Speak up: the value of saying it out loud

Your voice is important. Make it matter.


(From left to right) Sophmores Christine Mun, Taylor Adams, and Morgan Chadwick  |  Amber Nunn/THE CHIMES

Zurich Lewis, Writer

As we find our footing once again for another semester, we are often reminded of why we are here at Biola, in college — to receive an education. Why? To pursue our dreams and to get a good job along the way. We all go through this experience, and an end always exists. But how can you make the most of it? How will you remember this time that you spent? Fondly? Regrettingly?

Today I find myself in this new position as opinions editor of the Chimes, hitting the ground running, gathering stories, fostering opinions and tackling the hard issues of our day. This job was not given to me because I was entitled, but rather because I worked hard and voiced my opinions in my time at Biola. The opinions I voiced were not what mattered — the passion did. Talking about what you love will attract people to you. Though they may not have that same opinion or that same love, seeing the twinkle in your eye and hearing the confidence in your voice will make them absolutely willing to listen because it is exciting.

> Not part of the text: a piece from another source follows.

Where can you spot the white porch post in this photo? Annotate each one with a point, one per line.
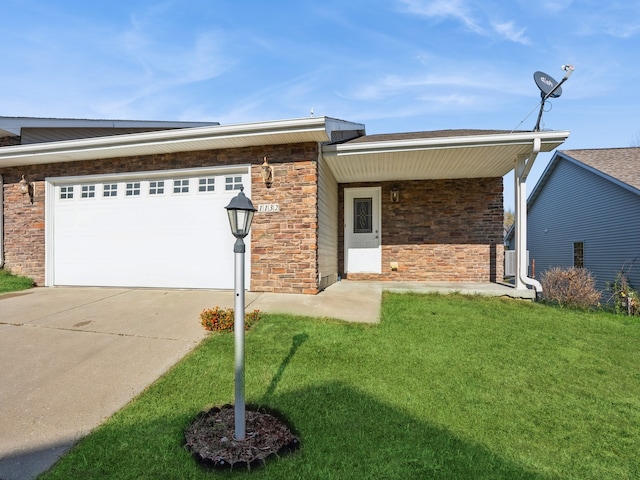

This concept applies to conversational settings as well as many other venues. Should you find yourself in a classroom or a seminar and have even an inkling of doubt, want to know how the information applies in a different context or simply want clarification, then ask. Never live in fear of raising your hand or asking for the microphone, because chances are others are thinking the exact same thing. Even if they are not, then congratulations, you just contributed to the discussion by bringing a whole new perspective to the table.

Active listening is key to speaking up. I do not advocate speaking up to be “that guy” or even to get over a fear. It is OK to want to be “that guy,” but you must ask a valid, substantive question in order to achieve all the aforementioned goals.

In this way you will sharpen yourself to become a better communicator and a better person. Whatever you are thinking may sound like common sense to you, but when talking it out, you may realize a flaw in your logic. Making this a habit, orally or in writing, will make you that much more effective in expressing and understanding what you believe and how you can work with others to make your dreams happen.

Speak up, because you do not want to regret missing your opportunity. Speak up to live your life for God. Speak up because you have something to say.